Het verhaal van de ‘Mannen in de Zon’ van Kanafani blijft zich maar herhalen, nu niet alleen voor Palestijnse vluchtelingen op zoek naar een betere toekomst in Koeweit maar ook voor Libanese en Syrische migranten op zoek naar meer economische mogelijkheden in buurland Irak. Steeds in omstandigheden waar ze afhankelijk en kwetsbaar zijn en dus een makkelijke prooi voor uitbuiting.
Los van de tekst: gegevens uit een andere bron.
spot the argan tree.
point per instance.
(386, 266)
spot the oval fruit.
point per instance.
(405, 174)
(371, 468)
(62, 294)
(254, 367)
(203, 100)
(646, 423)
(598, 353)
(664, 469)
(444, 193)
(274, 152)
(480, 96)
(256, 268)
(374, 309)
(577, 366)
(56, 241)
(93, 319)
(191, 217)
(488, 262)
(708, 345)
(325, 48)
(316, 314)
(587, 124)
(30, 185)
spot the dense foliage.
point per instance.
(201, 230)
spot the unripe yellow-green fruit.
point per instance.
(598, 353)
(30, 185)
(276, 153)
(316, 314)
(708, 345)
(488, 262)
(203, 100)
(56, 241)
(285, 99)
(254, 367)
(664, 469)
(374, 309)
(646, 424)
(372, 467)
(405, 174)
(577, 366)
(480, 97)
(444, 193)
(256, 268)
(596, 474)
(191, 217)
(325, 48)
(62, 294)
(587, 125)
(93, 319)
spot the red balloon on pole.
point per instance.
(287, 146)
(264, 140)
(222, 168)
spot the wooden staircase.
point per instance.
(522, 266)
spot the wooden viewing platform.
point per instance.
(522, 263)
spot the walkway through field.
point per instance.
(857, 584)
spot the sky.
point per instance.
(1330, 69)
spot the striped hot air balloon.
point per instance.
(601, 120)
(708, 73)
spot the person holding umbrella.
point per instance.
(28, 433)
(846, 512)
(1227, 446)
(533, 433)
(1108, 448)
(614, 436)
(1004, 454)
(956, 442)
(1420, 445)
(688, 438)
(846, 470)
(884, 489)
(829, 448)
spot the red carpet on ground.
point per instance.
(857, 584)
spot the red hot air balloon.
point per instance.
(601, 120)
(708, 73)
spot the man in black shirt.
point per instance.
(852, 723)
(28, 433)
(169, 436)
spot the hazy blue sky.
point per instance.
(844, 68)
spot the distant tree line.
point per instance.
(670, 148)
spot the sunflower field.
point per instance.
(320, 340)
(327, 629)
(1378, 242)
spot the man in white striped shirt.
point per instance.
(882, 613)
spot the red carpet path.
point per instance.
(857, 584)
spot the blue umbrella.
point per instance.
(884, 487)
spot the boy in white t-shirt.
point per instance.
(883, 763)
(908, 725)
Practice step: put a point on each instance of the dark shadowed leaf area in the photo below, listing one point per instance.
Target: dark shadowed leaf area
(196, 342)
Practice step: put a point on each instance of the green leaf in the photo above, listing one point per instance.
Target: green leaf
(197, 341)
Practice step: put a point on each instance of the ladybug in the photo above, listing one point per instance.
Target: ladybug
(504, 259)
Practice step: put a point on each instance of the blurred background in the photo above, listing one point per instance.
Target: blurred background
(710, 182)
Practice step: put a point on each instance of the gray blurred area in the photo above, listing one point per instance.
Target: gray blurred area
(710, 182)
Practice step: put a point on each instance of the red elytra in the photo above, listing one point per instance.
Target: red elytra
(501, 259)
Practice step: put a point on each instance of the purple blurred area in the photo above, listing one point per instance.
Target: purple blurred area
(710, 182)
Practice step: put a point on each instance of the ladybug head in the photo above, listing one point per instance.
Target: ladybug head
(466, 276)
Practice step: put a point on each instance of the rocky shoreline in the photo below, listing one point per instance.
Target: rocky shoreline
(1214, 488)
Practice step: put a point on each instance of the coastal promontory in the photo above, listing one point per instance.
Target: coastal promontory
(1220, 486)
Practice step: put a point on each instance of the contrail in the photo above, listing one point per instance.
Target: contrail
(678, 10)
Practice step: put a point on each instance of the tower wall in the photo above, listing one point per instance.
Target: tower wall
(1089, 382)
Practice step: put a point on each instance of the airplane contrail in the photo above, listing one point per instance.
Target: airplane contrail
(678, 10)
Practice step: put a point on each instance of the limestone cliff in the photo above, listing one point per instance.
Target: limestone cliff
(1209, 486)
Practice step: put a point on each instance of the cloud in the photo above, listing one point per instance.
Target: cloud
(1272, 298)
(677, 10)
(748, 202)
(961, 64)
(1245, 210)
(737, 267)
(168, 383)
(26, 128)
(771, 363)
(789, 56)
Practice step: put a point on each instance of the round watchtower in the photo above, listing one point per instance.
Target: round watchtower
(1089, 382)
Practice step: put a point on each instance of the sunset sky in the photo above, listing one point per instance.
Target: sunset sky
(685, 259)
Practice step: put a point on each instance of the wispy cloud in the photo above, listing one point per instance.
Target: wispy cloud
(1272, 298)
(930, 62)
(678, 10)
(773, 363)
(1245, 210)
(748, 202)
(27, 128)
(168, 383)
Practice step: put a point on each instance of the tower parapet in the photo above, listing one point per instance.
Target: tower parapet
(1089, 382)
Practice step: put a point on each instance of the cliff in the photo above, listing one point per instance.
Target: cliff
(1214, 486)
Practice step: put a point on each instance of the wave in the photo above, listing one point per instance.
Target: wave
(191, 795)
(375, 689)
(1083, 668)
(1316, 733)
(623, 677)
Tijdens de lange ritten van stad naar stad zie ik met regelmatig groot materieel (vrachtwagens, touringcars, graafmachines) die overduidelijk met een tweede leven bezig zijn. Ik lees bedrijfsnamen in het Pools, Italiaans, Duits en Nederlands. Blijkbaar is er een markt voor slimme internationale tussenhandelaren die deze kapitaalgoederen die bij ons zijn afgedankt, slijten aan bedrijven in Irak. Dat zegt iets over het (gebrek aan) investeringsvermogen van die Irakese bedrijven. Het bevestigt een meer algemene indruk die ik krijg – van een afstand en zonder detailkennis – van de Irakese economie: er is veel behoefte en veel potentie, maar het geld ontbreekt om grote stappen te zetten. In Baghdad merkte Ahmed (nog een vriend van Sabrien) hieroer op: “het komt door de olie – anderen worden er rijk van, en wij blijven achter met de brokstukken.”